The door to Orlando Muniz junior's bedroom, a door he kept locked and bolted, shattered. Most of it crashed to the floor. What was left flew back on its hinges. Orlando rolled onto his left side and reached for the revolver he kept in the drawer below the lamp, but before he could close his hand around the grip a heavy body fell on top of him.

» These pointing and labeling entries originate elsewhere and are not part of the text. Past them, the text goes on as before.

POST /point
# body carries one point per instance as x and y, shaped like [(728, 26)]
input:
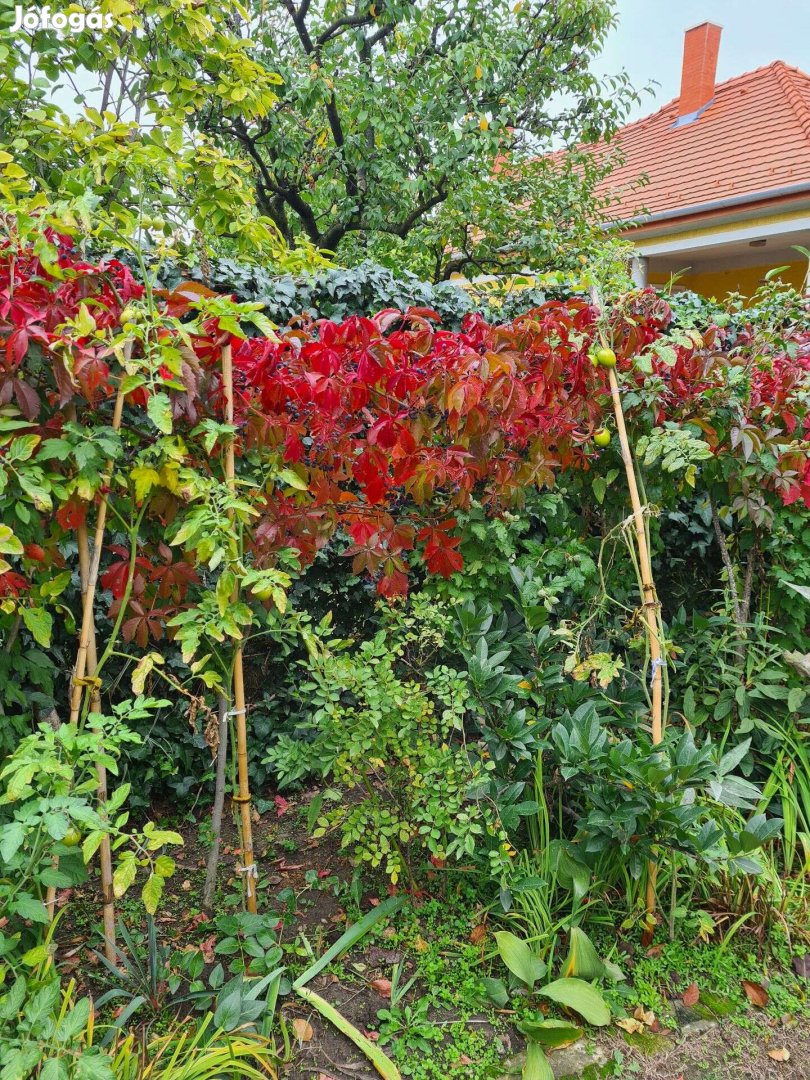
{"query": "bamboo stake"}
[(83, 673), (248, 866), (649, 601), (105, 851), (81, 658), (216, 814)]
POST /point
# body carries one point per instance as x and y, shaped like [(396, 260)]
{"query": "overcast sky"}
[(649, 40)]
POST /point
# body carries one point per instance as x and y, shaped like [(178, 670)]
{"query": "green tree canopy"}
[(412, 132)]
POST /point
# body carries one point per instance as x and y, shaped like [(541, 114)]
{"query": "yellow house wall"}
[(744, 280)]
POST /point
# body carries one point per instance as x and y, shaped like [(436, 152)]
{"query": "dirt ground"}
[(289, 859)]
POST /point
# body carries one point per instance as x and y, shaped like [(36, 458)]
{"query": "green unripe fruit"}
[(602, 437), (606, 358)]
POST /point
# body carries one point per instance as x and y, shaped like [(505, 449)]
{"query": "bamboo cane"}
[(248, 866), (84, 671), (649, 605), (105, 852), (80, 670)]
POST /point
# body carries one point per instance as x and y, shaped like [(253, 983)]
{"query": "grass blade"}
[(350, 937), (383, 1064)]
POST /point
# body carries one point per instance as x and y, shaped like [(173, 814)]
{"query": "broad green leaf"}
[(551, 1033), (151, 892), (40, 623), (124, 875), (164, 865), (159, 409), (84, 322), (144, 478), (518, 958), (383, 1064), (11, 840), (9, 543), (537, 1066), (581, 997), (582, 959), (29, 907)]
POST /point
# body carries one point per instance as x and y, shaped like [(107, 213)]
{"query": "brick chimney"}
[(701, 46)]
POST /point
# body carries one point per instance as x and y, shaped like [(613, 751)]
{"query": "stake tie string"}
[(657, 662), (86, 680)]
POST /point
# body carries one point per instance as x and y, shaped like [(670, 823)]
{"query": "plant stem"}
[(216, 813), (88, 606), (105, 852), (248, 867), (649, 603)]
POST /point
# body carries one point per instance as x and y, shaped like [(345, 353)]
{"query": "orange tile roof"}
[(754, 136)]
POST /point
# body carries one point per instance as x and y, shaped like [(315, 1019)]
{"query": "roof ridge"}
[(773, 66), (800, 107)]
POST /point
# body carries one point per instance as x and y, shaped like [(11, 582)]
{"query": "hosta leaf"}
[(582, 959), (518, 958), (537, 1066), (581, 997), (551, 1033)]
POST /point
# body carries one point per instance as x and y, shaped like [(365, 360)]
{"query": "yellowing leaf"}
[(302, 1029), (145, 478)]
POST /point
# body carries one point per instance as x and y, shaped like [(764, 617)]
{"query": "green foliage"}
[(49, 809), (481, 80), (634, 800), (386, 723), (46, 1033)]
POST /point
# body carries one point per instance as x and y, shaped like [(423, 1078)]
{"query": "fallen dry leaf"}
[(302, 1029), (631, 1025), (780, 1055), (756, 994), (645, 1015)]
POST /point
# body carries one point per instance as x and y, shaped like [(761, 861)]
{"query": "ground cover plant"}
[(494, 731), (395, 678)]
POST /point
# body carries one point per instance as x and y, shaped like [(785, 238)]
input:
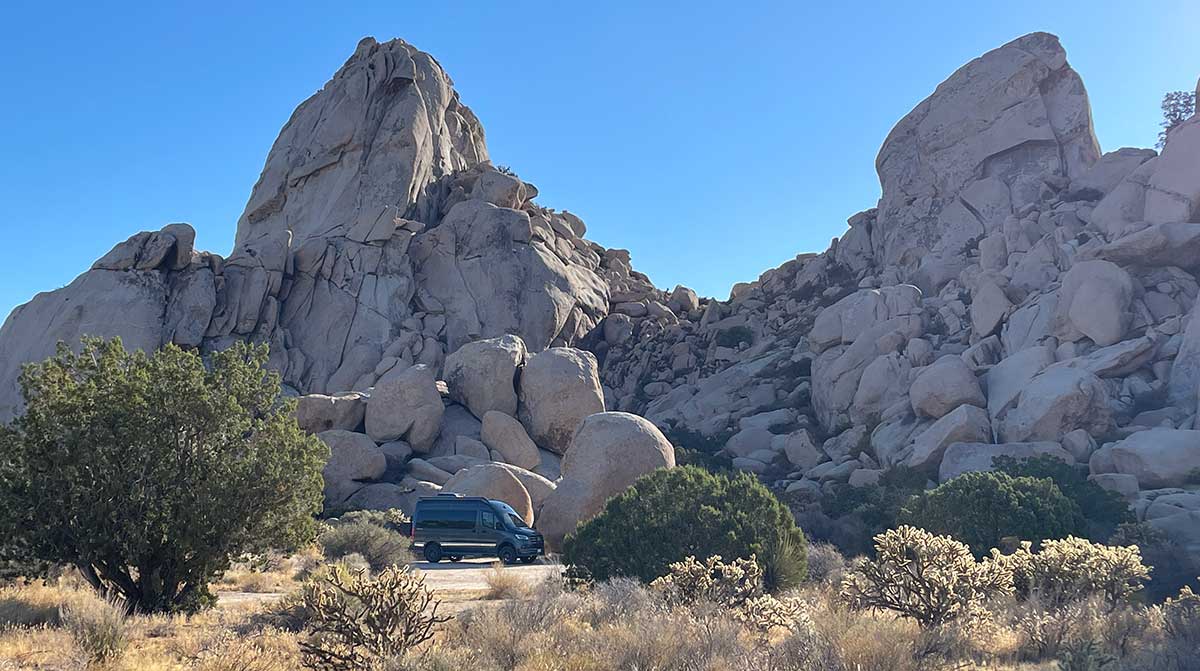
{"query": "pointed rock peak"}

"Somebody get the lights," a voice said.

Somebody did, and they dazzled him. He opened his mouth to call for Anselmo, and shut it again when he felt cold metal against his forehead. The muzzle of his own revolver. He heard the weapon being cocked and stopped struggling. They stripped off the sheets that covered him and dragged him out of bed.

Orlando was tall with blond hair and blue eyes and had once been handsome. Once. These days, he had a thick waist, a veined cherry of a nose, coarse skin, and permanently bloodshot eyes.

Some said his early good looks had been passed down from his paternal grandmother, a German immigrant to Rio Grande do Sul, Brazil's southernmost state. Others, less charitable, ascribed Orlando's Teutonic genes to a schoolteacher named Ernst Koppel, who'd been beaten to death under mysterious circumstances some six months before Orlando was born. Those same people offered, as support for their argument, the comportment of Orlando's mother, Solange, who'd been seen to shed more tears at Koppel's funeral than anyone else including Koppel's wife of almost a decade. Solange's husband, Orlando Muniz Senior, didn't attend the funeral. While it was taking place he was seen in the bar just across the square from the church. He'd seemed to be having a very good time.

Whatever the truth of his origins, one thing about Orlando Muniz Junior was certain: He was a drunk. Not just an ordinary drunk, but a world-class drunk. He started the day with a tumbler full of cane spirit and an ice-cold beer. He had more beer and more cachaca for lunch, often to the exclusion of anything else. And he consumed at least two bottles of wine at dinner, usually following them with multiple doses of Madeira, a Portuguese brandy to which he was partial, a case of which never lasted him more than a month.